Home > The Relationtrip(9)

The Relationtrip(9)
Author: Elana Johnson

Sloane gasps, and the bed on her side moves. I jostle with her, rolling toward her.

It’s light enough that my eyes catch on hers.

“You’re awake,” she whispers.

“So are you.” I smile at her, but it dims as fast as it appears. “Why can’t we be friends if I start dating again?”

Sloane blinks, a thoughtful expression on her face. Her full lips look amazing naked, just as they do with that pale pink lip gloss she wears. Sometimes she paints on dark red lipstick, and I like that too.

I’ve spent way too much time thinking about my best friend’s lips, that’s for dang sure.

With her hair swept off her face, and that soft look in her eyes, I sink lower into the pillow and mattress, relaxing. Everything about Sloane soothes me.

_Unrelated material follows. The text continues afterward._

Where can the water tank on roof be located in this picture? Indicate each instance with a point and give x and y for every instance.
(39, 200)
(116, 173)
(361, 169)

“I asked you a question,” I remind her.

“Women don’t like other women,” she says. I know there’s more coming, so I stay silent. She lets out a sigh, her eyes falling closed in a soft blink.

“If you started dating…let’s say, Lucy. You’ll spend all your free time with her, right? Bowling, burgers, birthday parties with just the two of you.”

She paints a nice picture, and I immediately think of April, and what the weather in Pittsburgh will be like then. That’s when Sloane’s birthday is.

“Yeah,” I prompt when she goes mute again.

“So when will you see me?” She shakes her head slightly, her chin barely brushing her own pillow. “You won’t. Because it’ll make Lucy mad. She’ll be jealous. She won’t get that we’re ‘just friends.’” She makes air quotes around the last two words.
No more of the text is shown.